Monsignor Gaston di Ségur racconta il fatto seguente. Nel 1873, alcuni giorni prima della festa dell’Assunzione di Maria SS. in cielo, avvenne a Roma un caso tremendamente tragico.

In una di quelle case che chiamano “di tolleranza” e che la Rivoluzione, entrata per la breccia di Porta Pia, impiantò a centinaia nella santa Città, accadde una sera che una giovane disgraziata si ferì ad una mano. L’infelice dovette essere trasportata subito all’ospedale della Consolazione. Ora, sia che il sangue della meschina, guasto per i disordini, inducesse corruzione nella piaga, sia che sopravvenisse un’inattesa complicazione, ella morì in breve tempo.

Nello stesso momento una delle sue compagne, che non poteva sapere onninamente ciò che avveniva nell’ospedale, si mise a gridare disperatamente, a segno che svegliò gli abitanti del quartiere, gettò lo spavento fra le miserabili abitatrici della casa “di tolleranza”, e provocò l’intervento della polizia.

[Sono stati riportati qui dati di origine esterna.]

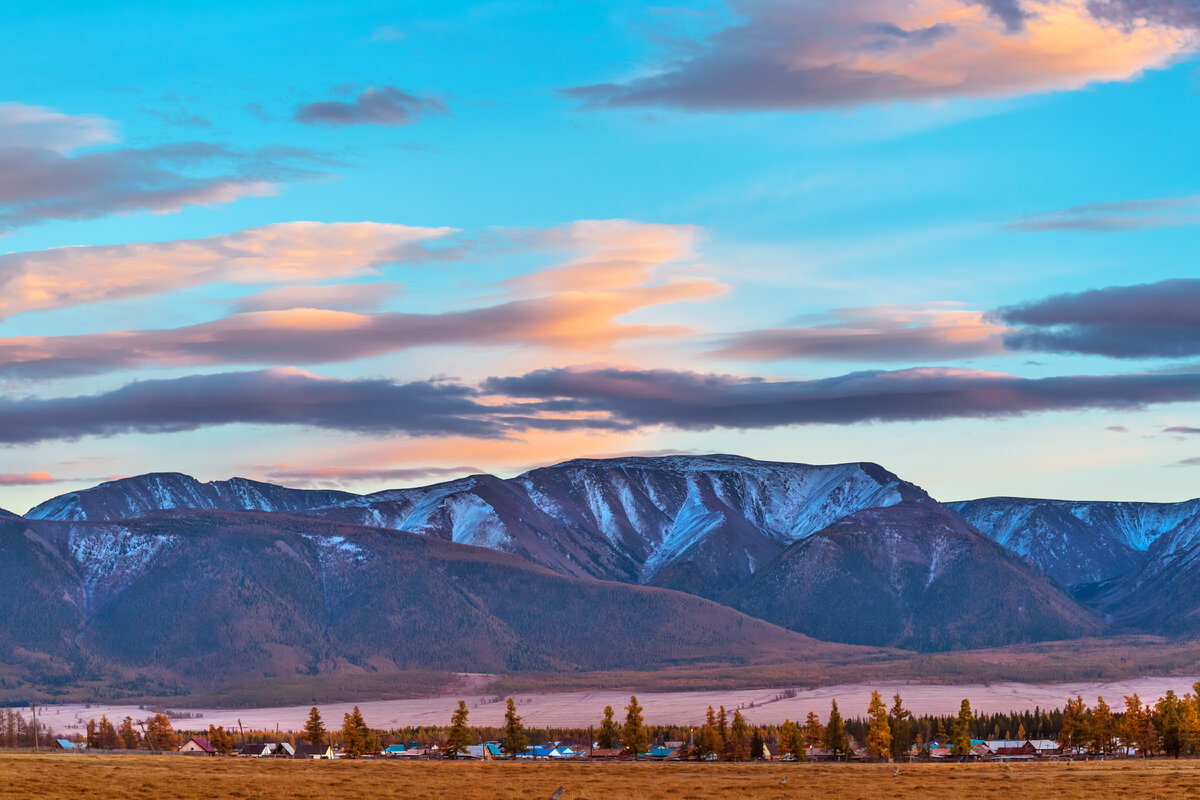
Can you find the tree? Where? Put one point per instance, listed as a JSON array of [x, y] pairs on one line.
[[633, 734], [739, 739], [315, 729], [459, 738], [837, 740], [610, 732], [221, 741], [1167, 723], [791, 740], [160, 735], [514, 733], [901, 728], [814, 732], [709, 738], [879, 735], [1103, 727], [1074, 727], [129, 735], [357, 738], [960, 735]]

Che cosa era avvenuto? La compagna morta all’ospedale le era apparsa attorniata di fiamme e le aveva detto: «Io sono dannata... e se tu non vuoi venire con me all’inferno, esci subito da questo luogo d’infamia e ritorna a Dio». Nulla poté calmare l’agitazione di quella giovane, la quale, appena spuntò l’alba, partì, lasciando tutta la casa in mezzo allo stupore.

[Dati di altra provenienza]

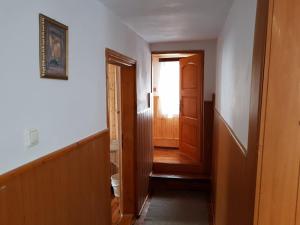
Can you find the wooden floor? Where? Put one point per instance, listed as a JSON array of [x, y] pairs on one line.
[[171, 156], [178, 207]]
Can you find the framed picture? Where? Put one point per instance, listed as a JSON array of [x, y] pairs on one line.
[[53, 49]]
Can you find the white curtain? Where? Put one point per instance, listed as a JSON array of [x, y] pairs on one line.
[[168, 89]]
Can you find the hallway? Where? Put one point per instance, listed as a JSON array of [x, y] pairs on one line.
[[178, 207]]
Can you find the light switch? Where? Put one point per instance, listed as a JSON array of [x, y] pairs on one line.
[[31, 137]]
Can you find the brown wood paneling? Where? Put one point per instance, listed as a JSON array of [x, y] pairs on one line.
[[129, 136], [71, 186], [278, 198], [191, 107], [144, 156], [165, 130], [230, 178], [235, 173]]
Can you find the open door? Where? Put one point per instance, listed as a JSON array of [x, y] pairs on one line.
[[191, 107]]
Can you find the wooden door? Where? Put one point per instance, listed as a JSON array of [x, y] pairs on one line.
[[191, 106], [128, 110]]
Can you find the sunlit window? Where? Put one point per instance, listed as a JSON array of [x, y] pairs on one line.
[[168, 89]]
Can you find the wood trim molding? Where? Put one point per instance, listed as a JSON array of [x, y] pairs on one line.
[[114, 57], [69, 186], [179, 51], [232, 133], [57, 154]]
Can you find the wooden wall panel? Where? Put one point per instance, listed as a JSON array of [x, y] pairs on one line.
[[278, 193], [230, 180], [165, 130], [144, 156], [70, 186]]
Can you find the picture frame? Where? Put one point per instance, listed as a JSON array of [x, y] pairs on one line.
[[53, 48]]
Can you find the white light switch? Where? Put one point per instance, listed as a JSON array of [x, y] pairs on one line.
[[31, 137]]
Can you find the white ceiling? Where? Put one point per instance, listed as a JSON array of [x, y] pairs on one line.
[[172, 20]]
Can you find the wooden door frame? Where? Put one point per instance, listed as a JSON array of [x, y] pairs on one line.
[[127, 207], [199, 52]]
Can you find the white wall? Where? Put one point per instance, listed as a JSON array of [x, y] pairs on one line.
[[234, 67], [209, 46], [63, 111]]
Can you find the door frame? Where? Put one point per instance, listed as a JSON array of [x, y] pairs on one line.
[[199, 52], [127, 170]]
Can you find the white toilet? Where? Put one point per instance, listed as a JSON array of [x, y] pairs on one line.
[[115, 183]]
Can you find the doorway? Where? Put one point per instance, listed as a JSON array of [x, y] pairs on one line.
[[178, 112], [121, 121]]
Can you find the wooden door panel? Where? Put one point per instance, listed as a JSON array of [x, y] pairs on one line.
[[191, 107], [190, 134]]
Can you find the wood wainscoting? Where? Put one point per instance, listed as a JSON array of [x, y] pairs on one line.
[[229, 172], [144, 156], [70, 186]]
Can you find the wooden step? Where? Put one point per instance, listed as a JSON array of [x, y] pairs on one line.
[[167, 168], [180, 181]]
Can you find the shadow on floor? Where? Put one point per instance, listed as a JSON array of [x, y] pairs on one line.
[[169, 207]]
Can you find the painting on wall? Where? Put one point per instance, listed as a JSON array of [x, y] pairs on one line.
[[53, 49]]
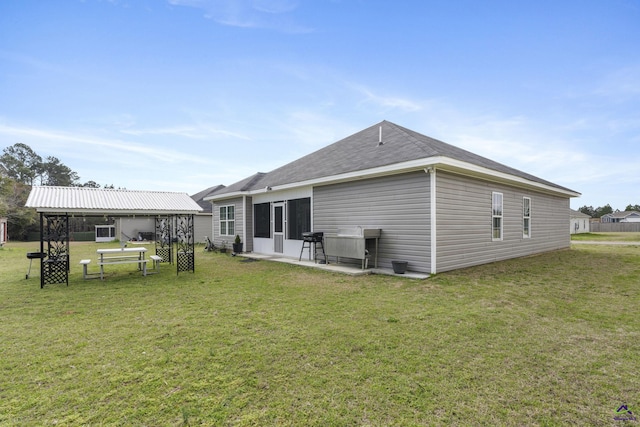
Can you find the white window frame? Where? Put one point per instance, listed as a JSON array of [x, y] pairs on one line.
[[227, 220], [497, 213], [526, 217]]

Intanto la padrona del luogo infame, la quale era una garibaldina esaltata quanto più poteva, cadde ammalata, e tosto si fece venire un prete per ricevere i Sacramenti. L’autorità ecclesiastica delegò un degno sacerdote, mons. Pirolli, rettore della parrocchia di S. Silvestro in Laura. Quella garibaldina dovette dichiarare in presenza di testimoni che ella cessava dall’infame industria. Ricevette tutti i Sacramenti con edificazione, spirò assistita dal sacerdote, e la casa d’infamia venne chiusa per sempre.

Se questo fatto potesse essere o letto o ascoltato da tutte quelle miserabili che abitano le case “di tolleranza”! Ah tempi nostri! (Tratto da Giacinto Belmonte cappuccino, Op. cit., 1887, con permesso dei Superiori, vol. II, pagine 168 - 169).